Ecosyste.ms: Awesome

An open API service indexing awesome lists of open source software.

Awesome Lists | Featured Topics | Projects

https://github.com/flatgeobuf/flatgeobuf

A performant binary encoding for geographic data based on flatbuffers
https://github.com/flatgeobuf/flatgeobuf

Last synced: 3 months ago
JSON representation

A performant binary encoding for geographic data based on flatbuffers

Awesome Lists containing this project

README

        

# ![layout](logo.svg) FlatGeobuf

[![CI](https://github.com/flatgeobuf/flatgeobuf/actions/workflows/test.yml/badge.svg)](https://github.com/flatgeobuf/flatgeobuf/actions/workflows/test.yml)
[![npm](https://img.shields.io/npm/v/flatgeobuf.svg)](https://www.npmjs.com/package/flatgeobuf)
[![Maven Central](https://img.shields.io/maven-central/v/org.wololo/flatgeobuf.svg)](https://search.maven.org/artifact/org.wololo/flatgeobuf)
[![Nuget](https://img.shields.io/nuget/v/FlatGeobuf)](https://www.nuget.org/packages/FlatGeobuf/)
[![Crates.io](https://img.shields.io/crates/v/flatgeobuf.svg)](https://crates.io/crates/flatgeobuf)
[![Discord Chat](https://img.shields.io/discord/754359014917406730.svg)](https://discord.gg/GEHGxKx)

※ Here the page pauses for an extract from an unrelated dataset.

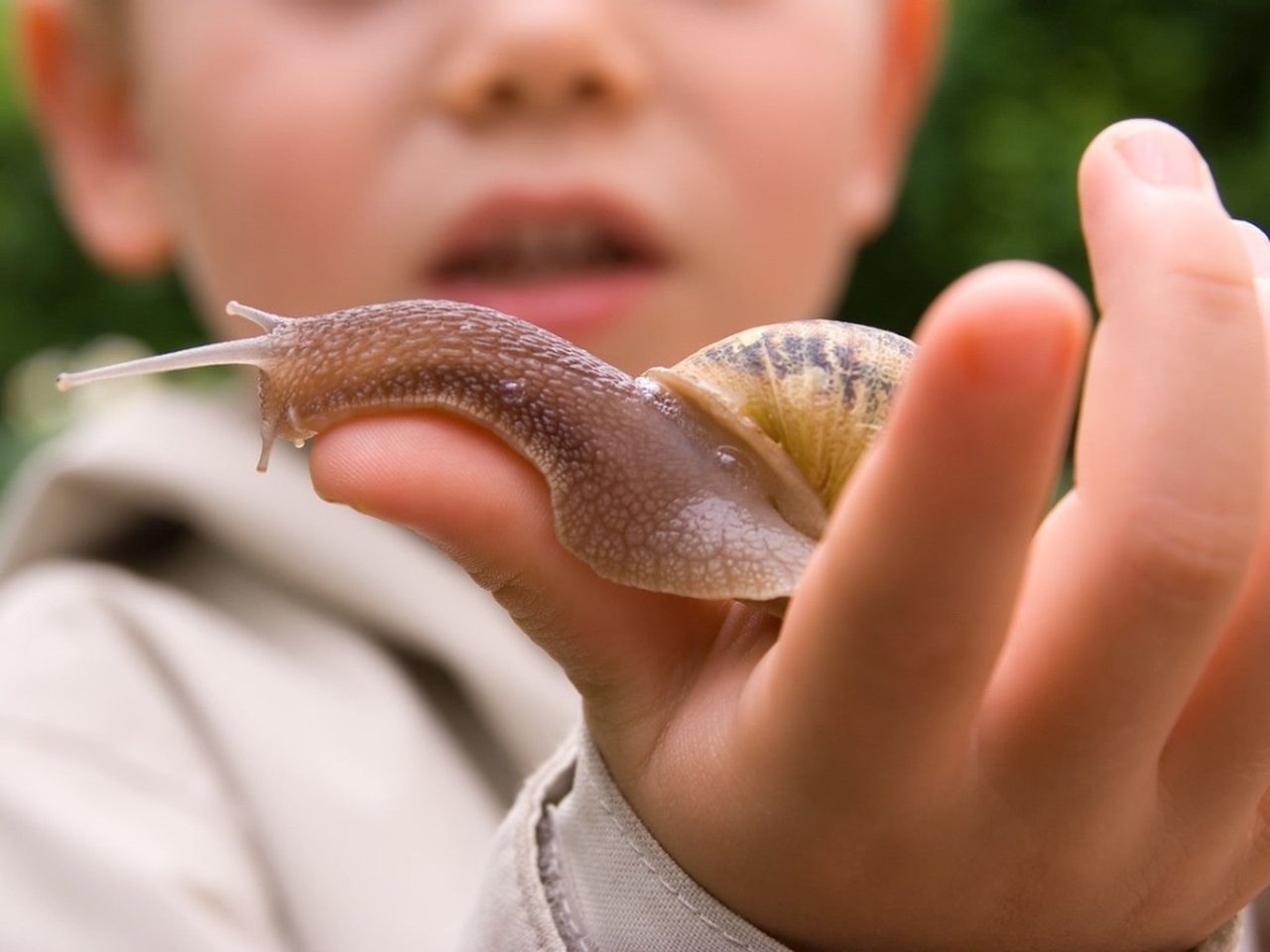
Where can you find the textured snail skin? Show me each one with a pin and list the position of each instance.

A performant binary encoding for geographic data based on [flatbuffers](http://google.github.io/flatbuffers/) that can hold a collection of [Simple Features](https://en.wikipedia.org/wiki/Simple_Features) including circular interpolations as defined by SQL-MM Part 3.

Inspired by [geobuf](https://github.com/mapbox/geobuf) and [flatbush](https://github.com/mourner/flatbush). Deliberately does not support random writes for simplicity and to be able to cluster the data on a [packed Hilbert R-Tree](https://en.wikipedia.org/wiki/Hilbert_R-tree#Packed_Hilbert_R-trees) enabling fast bounding box spatial filtering. The spatial index is optional to allow the format to be efficiently written as a stream, support appending, and for use cases where spatial filtering is not needed.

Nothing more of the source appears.